O arquiteto e urbanista José Eduardo Lefevre, professor da USP e ex-presidente do Conselho de Defesa do Patrimônio Histórico, Arqueológico, Artístico e Turístico do Estado de São Paulo (Condephaat), afirma que o tombamento é um “assunto complexo” e que é difícil conciliar os desejos por adensamento e preservação.

— No caso de Pinheiros, por exemplo, há áreas extremamente ocupadas, adensadas, como os arredores do Largo de Pinheiros, outras menos adensadas. A mudança ocasionada pela verticalização leva a mudança na forma de uso das ruas, comércio e no meio dessas transformações estão as vidas das pessoas. A cidade muda e nós não temos controle, como é que vou impedir que tirem o sol da minha casa? Preciso convencer muita gente, mudar a legislação, é complicado — ressalta — Mas a verticalização é uma solução para resolver problemas de alojar uma população muito grande, muito densa, que de outra forma se espalharia por um território enorme na cidade, a verticalização permite, por exemplo, que o metrô possa atender uma quantidade maior de pessoas. É necessário pesar em cada caso quais são as vantagens e desvantagens.
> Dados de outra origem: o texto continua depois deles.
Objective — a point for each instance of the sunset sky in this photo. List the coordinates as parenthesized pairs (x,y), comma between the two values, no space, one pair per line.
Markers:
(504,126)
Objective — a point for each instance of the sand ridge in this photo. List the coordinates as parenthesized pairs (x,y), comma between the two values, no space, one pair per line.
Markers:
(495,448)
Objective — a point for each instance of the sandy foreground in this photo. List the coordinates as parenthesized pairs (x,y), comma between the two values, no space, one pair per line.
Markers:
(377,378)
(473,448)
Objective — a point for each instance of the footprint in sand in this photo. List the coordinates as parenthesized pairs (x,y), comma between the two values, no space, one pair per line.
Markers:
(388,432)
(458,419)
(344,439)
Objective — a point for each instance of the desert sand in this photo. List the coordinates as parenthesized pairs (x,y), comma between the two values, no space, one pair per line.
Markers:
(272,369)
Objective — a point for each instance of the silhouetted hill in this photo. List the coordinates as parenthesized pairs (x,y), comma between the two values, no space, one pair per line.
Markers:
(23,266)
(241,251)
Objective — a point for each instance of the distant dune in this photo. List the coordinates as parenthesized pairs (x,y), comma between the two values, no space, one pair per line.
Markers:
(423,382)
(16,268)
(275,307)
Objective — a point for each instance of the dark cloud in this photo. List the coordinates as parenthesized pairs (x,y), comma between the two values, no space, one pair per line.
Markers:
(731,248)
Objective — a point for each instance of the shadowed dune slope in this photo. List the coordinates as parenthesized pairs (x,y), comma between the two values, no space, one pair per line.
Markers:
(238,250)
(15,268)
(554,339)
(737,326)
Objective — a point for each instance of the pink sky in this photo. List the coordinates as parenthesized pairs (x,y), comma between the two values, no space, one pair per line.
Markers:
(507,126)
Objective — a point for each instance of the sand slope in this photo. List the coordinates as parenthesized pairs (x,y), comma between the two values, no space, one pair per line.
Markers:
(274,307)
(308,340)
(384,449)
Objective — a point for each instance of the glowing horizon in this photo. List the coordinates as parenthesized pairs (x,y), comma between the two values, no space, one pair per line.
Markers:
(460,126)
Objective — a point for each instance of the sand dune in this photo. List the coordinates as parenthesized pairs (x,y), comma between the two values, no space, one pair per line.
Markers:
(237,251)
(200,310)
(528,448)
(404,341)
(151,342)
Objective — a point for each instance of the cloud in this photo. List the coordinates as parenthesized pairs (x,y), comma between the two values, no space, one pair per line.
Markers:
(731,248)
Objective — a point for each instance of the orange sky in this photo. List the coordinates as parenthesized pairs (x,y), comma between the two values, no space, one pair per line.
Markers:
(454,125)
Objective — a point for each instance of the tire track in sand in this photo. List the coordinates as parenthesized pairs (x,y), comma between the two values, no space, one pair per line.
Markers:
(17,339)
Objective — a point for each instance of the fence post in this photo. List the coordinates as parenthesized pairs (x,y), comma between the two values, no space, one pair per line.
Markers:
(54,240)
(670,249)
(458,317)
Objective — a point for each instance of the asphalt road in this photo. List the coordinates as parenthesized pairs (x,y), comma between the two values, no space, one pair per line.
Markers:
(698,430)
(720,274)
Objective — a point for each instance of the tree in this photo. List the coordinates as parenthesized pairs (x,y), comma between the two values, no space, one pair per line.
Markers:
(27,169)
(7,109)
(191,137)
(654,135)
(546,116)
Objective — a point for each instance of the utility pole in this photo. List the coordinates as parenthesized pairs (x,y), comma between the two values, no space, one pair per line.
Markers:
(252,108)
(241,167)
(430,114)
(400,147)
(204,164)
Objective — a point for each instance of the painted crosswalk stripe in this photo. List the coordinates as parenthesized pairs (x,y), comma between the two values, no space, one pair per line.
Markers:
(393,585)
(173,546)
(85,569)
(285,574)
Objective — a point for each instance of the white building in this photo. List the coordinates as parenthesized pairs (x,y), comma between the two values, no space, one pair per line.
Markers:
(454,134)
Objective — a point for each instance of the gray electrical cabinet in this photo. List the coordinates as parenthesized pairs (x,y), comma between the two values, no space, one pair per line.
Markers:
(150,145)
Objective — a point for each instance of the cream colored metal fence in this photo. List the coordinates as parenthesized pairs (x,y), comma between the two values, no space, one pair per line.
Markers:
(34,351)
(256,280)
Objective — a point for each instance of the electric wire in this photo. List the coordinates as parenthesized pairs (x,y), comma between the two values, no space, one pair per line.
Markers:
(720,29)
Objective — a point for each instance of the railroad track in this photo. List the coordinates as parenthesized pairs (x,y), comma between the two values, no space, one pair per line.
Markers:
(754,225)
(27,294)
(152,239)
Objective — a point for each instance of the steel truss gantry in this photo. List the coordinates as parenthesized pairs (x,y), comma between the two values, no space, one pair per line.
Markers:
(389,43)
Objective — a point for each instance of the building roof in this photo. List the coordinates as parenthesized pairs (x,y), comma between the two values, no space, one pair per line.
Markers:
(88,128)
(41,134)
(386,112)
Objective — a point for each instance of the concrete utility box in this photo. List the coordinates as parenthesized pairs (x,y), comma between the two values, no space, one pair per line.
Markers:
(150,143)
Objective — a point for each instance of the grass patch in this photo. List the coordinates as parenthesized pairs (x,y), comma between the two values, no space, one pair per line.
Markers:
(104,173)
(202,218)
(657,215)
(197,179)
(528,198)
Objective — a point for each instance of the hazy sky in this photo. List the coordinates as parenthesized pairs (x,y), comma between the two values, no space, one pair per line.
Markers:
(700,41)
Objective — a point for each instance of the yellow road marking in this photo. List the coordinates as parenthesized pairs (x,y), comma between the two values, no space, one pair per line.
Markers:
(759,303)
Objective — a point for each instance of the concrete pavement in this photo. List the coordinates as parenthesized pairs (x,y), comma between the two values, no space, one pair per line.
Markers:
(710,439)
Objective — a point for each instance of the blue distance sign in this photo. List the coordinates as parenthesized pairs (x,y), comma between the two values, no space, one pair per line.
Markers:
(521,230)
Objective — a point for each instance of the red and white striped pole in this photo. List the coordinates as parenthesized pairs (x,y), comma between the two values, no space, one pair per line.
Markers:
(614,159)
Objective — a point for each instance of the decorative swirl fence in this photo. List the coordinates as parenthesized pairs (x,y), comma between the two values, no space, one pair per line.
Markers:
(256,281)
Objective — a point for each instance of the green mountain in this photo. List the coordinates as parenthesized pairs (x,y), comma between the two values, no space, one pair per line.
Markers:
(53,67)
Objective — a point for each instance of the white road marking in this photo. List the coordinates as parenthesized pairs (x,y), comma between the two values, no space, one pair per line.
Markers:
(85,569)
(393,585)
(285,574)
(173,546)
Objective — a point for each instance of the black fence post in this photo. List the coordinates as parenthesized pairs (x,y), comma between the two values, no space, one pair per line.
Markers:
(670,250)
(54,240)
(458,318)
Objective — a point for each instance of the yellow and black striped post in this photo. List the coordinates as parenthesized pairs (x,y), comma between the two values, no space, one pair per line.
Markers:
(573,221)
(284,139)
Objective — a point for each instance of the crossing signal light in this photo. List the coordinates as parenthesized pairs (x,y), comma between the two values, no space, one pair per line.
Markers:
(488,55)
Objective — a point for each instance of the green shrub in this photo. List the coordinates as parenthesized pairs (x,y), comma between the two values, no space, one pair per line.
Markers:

Alguns exemplos de bairros tombados em São Paulo são o Pacaembu, os jardins Europa, América e Paulistano e o Alto da Lapa, que são locais onde não são permitidos prédios altos e as atividades comerciais são restritas. Para construir e fazer reformas nestes bairros, é preciso pedir autorização para os órgãos de tombamento, o Conpresp e o Condephaat.